Sensitivity of geometric median to moving one point

Question

The geometric median of a finite set $S$ of points in the Euclidean plane is defined as the point $m$ for which $\sum_{s\in S} d(m,s)$ is minimized, where $d(x,y)$ is the Euclidean distance between $x$ and $y$. As long as $S$ is not colinear, the geometric median is unique.

My question is this; if you replace a point $s\in S$ with some $s'$ for which $d(s,s')<\epsilon$, will the geometric median of the new set be at most $\epsilon$ away from the geometric median of the original?

The reason I want to know is that I could use this result in order to solve the puzzle here: Algorithm for people to congregate with limited relative location information.

I have verified this is true when $|S|=3$ and $|S|=4$, where the geometric median can be described explicitly. For example, when $S$ is the set of vertices of a convex quadrilateral, it can be shown the median of $S$ is the intersection of the diagonals. This intersection moves by less than $\epsilon$ when any vertex moves by $\epsilon$.

Answer 1

False. Let $S = \{(-2,0),(-1,1/4),(1,0),(2,0)\}$. Then $m = (1,0)$ (via mathematica, or by showing $(1,0)$ is a local minimum by analyzing small perturbations).
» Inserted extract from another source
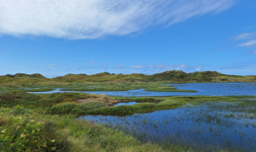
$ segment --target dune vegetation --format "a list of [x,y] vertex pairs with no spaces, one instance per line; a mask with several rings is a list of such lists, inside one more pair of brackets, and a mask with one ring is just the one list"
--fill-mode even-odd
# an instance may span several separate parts
[[[1,151],[202,151],[184,144],[141,143],[120,130],[80,121],[85,115],[129,116],[207,101],[254,104],[242,99],[253,96],[112,97],[81,93],[31,94],[60,88],[63,90],[130,90],[193,92],[178,90],[171,83],[255,82],[256,76],[225,75],[217,72],[186,73],[169,71],[153,75],[68,74],[53,79],[41,74],[0,76]],[[133,106],[113,106],[135,101]],[[249,111],[252,116],[256,111]]]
Let $s = (1,0)$ and $s' = (1,1/4)$. Now, by symmetry and uniqueness of median, the new median, $m'$, has $x$-coordinate $0$. So $|m-m'| \ge 1$.

Answer 2

Yes, this statement must be true, and probably under looser conditions than you grant. Suppose we generalize to a unique median position $m_\alpha$ which minimizes the sum of the distances when the distances from $m_\alpha$ to all of the $s$ that are not moving are weighted by $\alpha$ in the sum. Then, $m_1 = m$. Moreover, $m_0$ is clearly just equal to the value of the moving $s$. That means that for $\alpha=0$ the distance this reweighted median travels is just the distance the moving point travels, $d(s,s')$. Because our result should be path independent, we choose the geodesic path from $s$ to $s'$.

Now suppose we calculate how fast $m_\alpha$ is changing as we increase $\alpha$. Intuitively, this extra function dilutes the effect of the one moving point $s$ so it can only decrease the distance the weighted median travels. This is true at every point in the trajectory of $s$ and for every $0 \le \alpha \le 1$ so the total distance the median travels keeps decreasing as $\alpha$ increases. Thus, we conclude that the total distance must be strictly less than $d(s,s')$.

For a more explicit demonstration of this "intuitive" property, consider a coordinate $x_\alpha$ that is the unique minimum of

$$f(x,\beta)+\alpha g(x)$$

so that

$$\partial_x f + \alpha \partial_x g = 0$$.

This above expression is evaluated at some $x_\alpha(\beta)$ so now let's differentiate both sides with respect to $\beta$, yielding:

$$(\partial_x^2 f +\alpha \partial_x^2 g) (\partial x/\partial \beta) + \partial_x \partial_\beta f = 0$$.

Here, then, the fact that $x_\alpha(\beta)$ is a unique minimum means that both terms in the initial parentheses must be positive. Hence, increasing $\alpha$ must decrease $\partial x/\partial \beta$ and we conclude that the total distance traveled, $\int d \beta (\partial x/\partial \beta)$ must also diminish at $\alpha$ increases.